SLOTS são as permissões de pouso e decolagem nos aeroportos. Quando não se permite que uma companhia, como a AZUL por exemplo, possa voar em Congonhas e Guarulhos em horários nobres, cria-se uma tremenda desigualdade, privilegiando uma companhia aérea em detrimento de outra.
Na minha visão, deveríamos adotar um modelo muito próximo ao usado pelos esportes norte americanos, os chamados DRAFTS.
Os americanos partem do princípio que o sucesso de qualquer torneio se baseia na competitividade. Ou seja, quanto mais equipes fortes existirem para brigar por um título mais audiência o campeonato terá. E quanto mais audiência e mais interesse do público, mais ingressos e mais produtos dos times são vendidos. Para manter este equilíbrio tudo começa pelo DRAFT que, na verdade, nada mais é do que dar preferência às equipes menores (ou mal posicionadas no último torneio) para escolher primeiro os melhores jogadores recém chegados das universidades.
Numa visão simplista é permitir que AZUL, AVIANCA, TRIP possam ser as primeiras a escolher novos SLOTS que venham a surgir nos aeroportos mais estratégicos.
Ao defender esta tese pode até parecer que sou contra a livre concorrência. Não, eu não sou. Apenas entendo que alguns serviços são estratégicos demais para o desenvolvimento de um país. É o caso da aviação.
Com isso vamos conseguir reduzir os preços?
Não, não vamos. Isto é conversa pra boi dormir. Eu vivi intensamente o período em que o Brasil tinha Varig, Vasp, Transbrasil e TAM voando em igualdade de condições de vários aeroportos do país. E nem por isso os preços caíram. Ao contrário, todos se policiavam bastante e tão logo alguém subia os preços os demais subiam também.
Se não vamos reduzir preços, qual a vantagem?
A melhoria dos serviços. Para ganhar mercado as empresas investiriam mais em “valor agregado”. Aviões mais novos, serviços diferenciados, mais tecnologia e entretenimento à bordo, voos mais diretos, operações pontuais e assim sucessivamente.

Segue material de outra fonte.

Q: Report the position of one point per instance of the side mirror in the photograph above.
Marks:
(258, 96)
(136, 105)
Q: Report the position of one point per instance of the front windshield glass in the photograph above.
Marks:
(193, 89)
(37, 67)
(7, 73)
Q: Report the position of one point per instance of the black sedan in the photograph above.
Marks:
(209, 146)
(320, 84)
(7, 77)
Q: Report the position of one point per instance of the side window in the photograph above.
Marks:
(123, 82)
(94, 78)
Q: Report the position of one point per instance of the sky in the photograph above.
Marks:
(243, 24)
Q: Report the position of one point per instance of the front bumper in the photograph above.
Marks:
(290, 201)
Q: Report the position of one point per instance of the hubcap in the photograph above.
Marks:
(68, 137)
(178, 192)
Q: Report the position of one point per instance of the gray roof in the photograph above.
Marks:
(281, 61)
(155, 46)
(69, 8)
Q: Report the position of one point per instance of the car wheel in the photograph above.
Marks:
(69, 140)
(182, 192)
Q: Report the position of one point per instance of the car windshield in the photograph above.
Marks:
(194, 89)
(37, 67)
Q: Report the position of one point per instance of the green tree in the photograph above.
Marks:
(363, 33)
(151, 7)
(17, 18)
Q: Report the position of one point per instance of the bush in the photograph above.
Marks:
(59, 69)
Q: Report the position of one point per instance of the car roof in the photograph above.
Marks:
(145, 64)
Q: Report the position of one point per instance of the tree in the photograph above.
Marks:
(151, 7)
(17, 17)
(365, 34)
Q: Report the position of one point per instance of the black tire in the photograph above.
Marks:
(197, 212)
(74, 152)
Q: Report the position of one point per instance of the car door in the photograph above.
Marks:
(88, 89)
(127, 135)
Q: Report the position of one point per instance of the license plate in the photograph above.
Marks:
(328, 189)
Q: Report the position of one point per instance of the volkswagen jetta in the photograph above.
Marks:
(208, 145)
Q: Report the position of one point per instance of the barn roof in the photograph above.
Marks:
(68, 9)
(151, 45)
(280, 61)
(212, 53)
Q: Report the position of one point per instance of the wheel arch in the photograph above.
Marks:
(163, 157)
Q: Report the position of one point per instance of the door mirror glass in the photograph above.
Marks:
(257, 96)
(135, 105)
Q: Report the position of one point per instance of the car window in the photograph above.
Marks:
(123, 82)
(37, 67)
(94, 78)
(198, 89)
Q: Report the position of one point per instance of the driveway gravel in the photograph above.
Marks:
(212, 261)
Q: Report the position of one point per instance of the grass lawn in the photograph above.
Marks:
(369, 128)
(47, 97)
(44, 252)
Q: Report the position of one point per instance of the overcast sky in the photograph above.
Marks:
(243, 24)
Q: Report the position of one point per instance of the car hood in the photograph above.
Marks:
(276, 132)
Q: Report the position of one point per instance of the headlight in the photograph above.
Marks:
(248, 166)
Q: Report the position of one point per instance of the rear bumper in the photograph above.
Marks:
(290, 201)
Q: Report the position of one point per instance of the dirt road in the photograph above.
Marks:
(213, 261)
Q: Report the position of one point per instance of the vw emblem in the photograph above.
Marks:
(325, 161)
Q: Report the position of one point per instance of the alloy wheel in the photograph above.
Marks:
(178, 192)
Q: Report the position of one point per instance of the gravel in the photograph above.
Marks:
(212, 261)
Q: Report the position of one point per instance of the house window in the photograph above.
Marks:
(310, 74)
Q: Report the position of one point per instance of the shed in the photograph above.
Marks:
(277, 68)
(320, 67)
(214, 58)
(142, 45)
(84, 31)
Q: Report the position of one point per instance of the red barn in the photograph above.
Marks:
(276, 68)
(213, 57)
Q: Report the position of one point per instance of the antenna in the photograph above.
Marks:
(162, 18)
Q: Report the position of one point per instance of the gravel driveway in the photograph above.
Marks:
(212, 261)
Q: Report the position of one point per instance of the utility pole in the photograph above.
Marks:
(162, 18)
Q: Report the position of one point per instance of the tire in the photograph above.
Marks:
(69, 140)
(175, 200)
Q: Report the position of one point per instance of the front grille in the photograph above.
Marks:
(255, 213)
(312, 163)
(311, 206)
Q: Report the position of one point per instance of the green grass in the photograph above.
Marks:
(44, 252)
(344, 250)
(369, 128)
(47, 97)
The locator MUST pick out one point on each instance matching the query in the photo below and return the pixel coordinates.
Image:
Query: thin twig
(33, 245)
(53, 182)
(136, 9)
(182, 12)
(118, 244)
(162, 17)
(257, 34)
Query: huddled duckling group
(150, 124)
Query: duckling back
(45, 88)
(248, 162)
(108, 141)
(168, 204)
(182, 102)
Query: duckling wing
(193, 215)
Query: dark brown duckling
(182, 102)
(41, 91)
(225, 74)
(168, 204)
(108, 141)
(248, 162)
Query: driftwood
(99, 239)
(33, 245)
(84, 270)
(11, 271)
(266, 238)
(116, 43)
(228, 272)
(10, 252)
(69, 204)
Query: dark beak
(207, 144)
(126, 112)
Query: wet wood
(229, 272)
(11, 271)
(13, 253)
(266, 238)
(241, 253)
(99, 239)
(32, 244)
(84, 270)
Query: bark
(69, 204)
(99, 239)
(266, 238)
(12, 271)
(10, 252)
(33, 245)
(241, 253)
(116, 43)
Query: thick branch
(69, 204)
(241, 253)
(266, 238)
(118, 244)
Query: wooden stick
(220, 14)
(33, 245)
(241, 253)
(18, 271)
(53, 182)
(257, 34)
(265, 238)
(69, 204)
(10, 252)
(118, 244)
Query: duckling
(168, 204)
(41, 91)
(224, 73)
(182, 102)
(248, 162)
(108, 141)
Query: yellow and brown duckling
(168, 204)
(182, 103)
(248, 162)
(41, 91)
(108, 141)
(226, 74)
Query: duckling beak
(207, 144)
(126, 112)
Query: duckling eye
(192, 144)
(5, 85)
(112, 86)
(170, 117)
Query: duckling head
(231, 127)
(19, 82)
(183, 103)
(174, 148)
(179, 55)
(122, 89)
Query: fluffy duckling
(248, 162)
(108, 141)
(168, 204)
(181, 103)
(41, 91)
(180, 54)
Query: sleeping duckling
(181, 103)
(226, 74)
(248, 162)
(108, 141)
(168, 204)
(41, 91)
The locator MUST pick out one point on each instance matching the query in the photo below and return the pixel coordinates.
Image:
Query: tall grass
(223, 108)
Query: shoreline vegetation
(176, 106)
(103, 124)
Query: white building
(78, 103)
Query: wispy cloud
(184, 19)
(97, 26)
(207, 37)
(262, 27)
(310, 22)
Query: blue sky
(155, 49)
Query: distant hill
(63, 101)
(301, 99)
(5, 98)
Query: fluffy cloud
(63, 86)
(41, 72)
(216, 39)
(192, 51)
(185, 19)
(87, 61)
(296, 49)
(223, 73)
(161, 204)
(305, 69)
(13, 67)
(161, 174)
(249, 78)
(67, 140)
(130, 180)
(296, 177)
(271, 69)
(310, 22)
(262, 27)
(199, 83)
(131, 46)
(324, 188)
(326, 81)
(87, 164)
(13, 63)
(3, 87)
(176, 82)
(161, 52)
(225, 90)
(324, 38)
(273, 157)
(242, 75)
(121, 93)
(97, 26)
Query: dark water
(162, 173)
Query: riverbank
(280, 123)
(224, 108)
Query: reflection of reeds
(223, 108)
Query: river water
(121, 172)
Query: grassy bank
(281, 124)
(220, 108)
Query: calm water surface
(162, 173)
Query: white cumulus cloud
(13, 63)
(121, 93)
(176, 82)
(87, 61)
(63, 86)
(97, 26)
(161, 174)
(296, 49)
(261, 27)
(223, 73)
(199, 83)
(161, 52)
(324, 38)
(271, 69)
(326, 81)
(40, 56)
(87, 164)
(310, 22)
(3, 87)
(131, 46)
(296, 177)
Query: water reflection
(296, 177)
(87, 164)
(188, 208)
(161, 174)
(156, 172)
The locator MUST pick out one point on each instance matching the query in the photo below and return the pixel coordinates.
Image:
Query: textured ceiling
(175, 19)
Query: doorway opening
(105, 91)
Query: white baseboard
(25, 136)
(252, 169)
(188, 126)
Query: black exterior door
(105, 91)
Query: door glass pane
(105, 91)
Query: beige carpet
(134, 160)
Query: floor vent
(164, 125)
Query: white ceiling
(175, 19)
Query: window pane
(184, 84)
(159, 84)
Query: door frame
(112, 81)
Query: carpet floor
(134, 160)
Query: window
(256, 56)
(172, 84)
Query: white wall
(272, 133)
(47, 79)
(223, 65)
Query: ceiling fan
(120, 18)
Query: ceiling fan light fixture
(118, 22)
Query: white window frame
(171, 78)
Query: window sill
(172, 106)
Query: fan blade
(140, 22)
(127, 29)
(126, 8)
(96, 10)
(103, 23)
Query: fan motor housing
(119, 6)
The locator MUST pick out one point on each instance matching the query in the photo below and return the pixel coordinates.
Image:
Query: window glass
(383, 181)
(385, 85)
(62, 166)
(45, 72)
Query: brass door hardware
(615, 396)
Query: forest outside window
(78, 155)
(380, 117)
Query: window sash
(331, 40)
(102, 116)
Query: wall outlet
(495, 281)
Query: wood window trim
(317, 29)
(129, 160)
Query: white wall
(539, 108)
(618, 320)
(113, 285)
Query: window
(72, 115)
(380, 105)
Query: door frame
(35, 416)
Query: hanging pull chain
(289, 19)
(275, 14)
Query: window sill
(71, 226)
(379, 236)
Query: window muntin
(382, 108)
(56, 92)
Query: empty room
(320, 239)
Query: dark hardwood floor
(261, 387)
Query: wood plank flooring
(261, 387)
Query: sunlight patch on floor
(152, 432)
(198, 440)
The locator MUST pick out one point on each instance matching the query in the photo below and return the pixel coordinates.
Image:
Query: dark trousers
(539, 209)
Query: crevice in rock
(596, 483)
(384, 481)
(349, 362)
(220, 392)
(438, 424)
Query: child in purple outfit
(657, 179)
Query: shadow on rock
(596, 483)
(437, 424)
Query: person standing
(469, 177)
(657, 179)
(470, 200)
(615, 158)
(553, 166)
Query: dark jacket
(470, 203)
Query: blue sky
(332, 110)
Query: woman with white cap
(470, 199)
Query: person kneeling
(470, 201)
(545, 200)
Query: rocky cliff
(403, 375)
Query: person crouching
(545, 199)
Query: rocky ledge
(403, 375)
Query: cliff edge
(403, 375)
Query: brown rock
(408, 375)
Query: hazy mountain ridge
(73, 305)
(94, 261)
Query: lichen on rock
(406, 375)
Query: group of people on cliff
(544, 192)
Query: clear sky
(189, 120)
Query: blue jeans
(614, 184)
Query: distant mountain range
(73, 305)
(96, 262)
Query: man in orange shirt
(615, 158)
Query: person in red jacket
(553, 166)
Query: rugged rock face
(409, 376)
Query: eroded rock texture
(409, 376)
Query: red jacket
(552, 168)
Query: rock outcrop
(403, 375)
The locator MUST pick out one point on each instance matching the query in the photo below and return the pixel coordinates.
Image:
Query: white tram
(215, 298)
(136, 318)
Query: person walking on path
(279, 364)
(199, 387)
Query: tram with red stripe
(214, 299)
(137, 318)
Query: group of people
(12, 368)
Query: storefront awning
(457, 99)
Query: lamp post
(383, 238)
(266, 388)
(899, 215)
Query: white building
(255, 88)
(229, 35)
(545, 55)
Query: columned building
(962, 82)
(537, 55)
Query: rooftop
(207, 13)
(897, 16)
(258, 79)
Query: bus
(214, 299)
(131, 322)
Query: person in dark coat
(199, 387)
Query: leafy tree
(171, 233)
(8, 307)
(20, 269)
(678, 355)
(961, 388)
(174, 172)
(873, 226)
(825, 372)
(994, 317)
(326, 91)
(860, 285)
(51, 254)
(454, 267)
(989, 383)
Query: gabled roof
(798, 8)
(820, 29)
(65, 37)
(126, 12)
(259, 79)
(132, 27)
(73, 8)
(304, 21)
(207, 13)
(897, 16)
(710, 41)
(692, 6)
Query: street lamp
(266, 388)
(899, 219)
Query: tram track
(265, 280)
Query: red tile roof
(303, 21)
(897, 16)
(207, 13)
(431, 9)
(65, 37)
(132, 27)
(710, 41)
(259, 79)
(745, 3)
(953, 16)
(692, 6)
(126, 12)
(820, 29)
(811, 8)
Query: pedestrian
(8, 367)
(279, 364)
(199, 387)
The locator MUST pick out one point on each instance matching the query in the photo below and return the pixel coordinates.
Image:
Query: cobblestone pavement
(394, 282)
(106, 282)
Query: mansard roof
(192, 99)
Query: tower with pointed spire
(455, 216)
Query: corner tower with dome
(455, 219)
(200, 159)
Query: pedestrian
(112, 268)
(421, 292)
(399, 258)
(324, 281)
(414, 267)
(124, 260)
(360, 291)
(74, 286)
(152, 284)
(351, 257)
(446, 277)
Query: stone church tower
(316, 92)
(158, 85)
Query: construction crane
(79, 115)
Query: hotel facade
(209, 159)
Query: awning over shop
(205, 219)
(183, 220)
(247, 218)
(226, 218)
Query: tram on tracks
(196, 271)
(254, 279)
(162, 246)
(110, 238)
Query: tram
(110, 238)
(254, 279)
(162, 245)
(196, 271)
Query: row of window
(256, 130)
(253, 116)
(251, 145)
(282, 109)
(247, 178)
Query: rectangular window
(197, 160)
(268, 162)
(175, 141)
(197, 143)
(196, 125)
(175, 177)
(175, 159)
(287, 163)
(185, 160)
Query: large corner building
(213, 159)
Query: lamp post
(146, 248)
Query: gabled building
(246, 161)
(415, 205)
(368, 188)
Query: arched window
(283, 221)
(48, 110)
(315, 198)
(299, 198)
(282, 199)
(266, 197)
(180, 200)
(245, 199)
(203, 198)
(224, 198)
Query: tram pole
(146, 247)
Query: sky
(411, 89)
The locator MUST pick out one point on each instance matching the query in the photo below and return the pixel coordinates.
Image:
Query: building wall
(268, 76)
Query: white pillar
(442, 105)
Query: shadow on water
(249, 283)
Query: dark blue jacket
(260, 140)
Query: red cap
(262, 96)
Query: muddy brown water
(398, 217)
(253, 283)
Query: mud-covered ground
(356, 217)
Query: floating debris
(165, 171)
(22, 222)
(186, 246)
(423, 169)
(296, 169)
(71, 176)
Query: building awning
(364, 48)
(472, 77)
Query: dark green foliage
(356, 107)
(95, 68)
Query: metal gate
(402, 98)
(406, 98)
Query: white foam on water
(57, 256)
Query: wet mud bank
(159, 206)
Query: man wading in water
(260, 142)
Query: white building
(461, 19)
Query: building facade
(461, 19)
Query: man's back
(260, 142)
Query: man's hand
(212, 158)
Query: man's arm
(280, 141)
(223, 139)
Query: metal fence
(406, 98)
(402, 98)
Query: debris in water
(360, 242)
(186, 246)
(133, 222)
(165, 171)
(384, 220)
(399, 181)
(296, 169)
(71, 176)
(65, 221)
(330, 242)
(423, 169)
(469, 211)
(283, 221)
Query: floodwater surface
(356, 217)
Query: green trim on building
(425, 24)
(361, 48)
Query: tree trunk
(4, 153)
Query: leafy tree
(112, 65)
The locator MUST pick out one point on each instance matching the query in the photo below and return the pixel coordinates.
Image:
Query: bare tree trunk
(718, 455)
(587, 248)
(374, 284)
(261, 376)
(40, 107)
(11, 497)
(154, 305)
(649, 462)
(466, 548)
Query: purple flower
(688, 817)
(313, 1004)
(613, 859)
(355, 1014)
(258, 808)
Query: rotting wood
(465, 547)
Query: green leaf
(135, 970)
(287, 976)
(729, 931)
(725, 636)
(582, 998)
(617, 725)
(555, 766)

Durante nossa fase de Nordeste por exemplo, ao invés de reduzir preços para atrair o público corporativo feminino, lançamos um toalete exclusivo para mulheres equipado com produtos de maquiagem patrocinados por empresas como Avon e Natura. Naquele momento entendemos que as mulheres viajando a negócios precisavam descer dos aviões já preparadas e com a maquiagem retocada para suas reuniões de negócios.Mas de nada adiantaria criarmos diferenciais se não pudéssemos voar de Congonhas em horários convenientes. Afinal ninguém daria importância para isto se nosso voo fosse as 15h.
A verdade é que as empresas são obrigadas a investir em diferenciais quando existe competição.
Isto é lei de mercado. E para termos isto na aviação precisamos ter AZUL, AVIANCA, TAM e GOL competindo nos dois principais aeroportos do país: Congonhas e Guarulhos.